Voilà quelques semaines déjà que le chanteur et écrivain camerounais Blick Bassy effeuille doucement et sensuellement les contours de 1958, un très bel album, son quatrième, par le biais de très jolis clips. Que peut-on dire de ce nouvel album qui vient de voir le jour chez le très bon label parisien Nø Førmat ?

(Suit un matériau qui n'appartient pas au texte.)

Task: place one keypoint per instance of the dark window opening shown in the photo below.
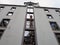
(49, 16)
(46, 10)
(58, 37)
(57, 11)
(1, 7)
(4, 22)
(10, 13)
(13, 8)
(54, 26)
(29, 38)
(29, 10)
(1, 32)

S’il y a bien sûr un caractère éminemment politique et historique — son titre, 1958, faisant référence à la triste date du 13 septembre 1958, jour où l’armée française a assassiné, et outragé la dépouille de Ruben Um Nyobè, premier leadeur indépendantiste du Cameroun — on ne peut s’empêcher d’avoir l’impression en l’écoutant, d’ouvrir un écrin luxueux et d’y découvrir l’on ne sait quelles joailleries précieuses. La voix de Blick Bassy est d’une clarté et d’un raffinement rare. Si, au fil des titres, le chanteur camerounais se plie volontiers à la tradition griotique, racontant l’histoire souvent méconnue de ces hommes qui ont lutté pour la liberté des Bassa, pour la liberté du Cameroun, et de l’Afrique, il n’emploie pour autant pas la scansion tendue des Maliens, mais tisse un drapé de voix subtiles, qui se croisent, s’entremêlent, s’imprègnent dans la très jolie trame instrumentale du disque, des voix qui se glissent derrière des arpèges de guitares, soulignent la saturation élégante d’un synthé, pleurent le long d’une basse, des voix qui se brisent sur une histoire douloureuse, puis s’envolent dans un ciel de trompette mélancolique, avant de s’abattre avec douceurs sur les rythmes du Cameroun, ceux de l’Afrique et de la Caraïbe. Ces voix… cette voix, celle de Blick Bassy.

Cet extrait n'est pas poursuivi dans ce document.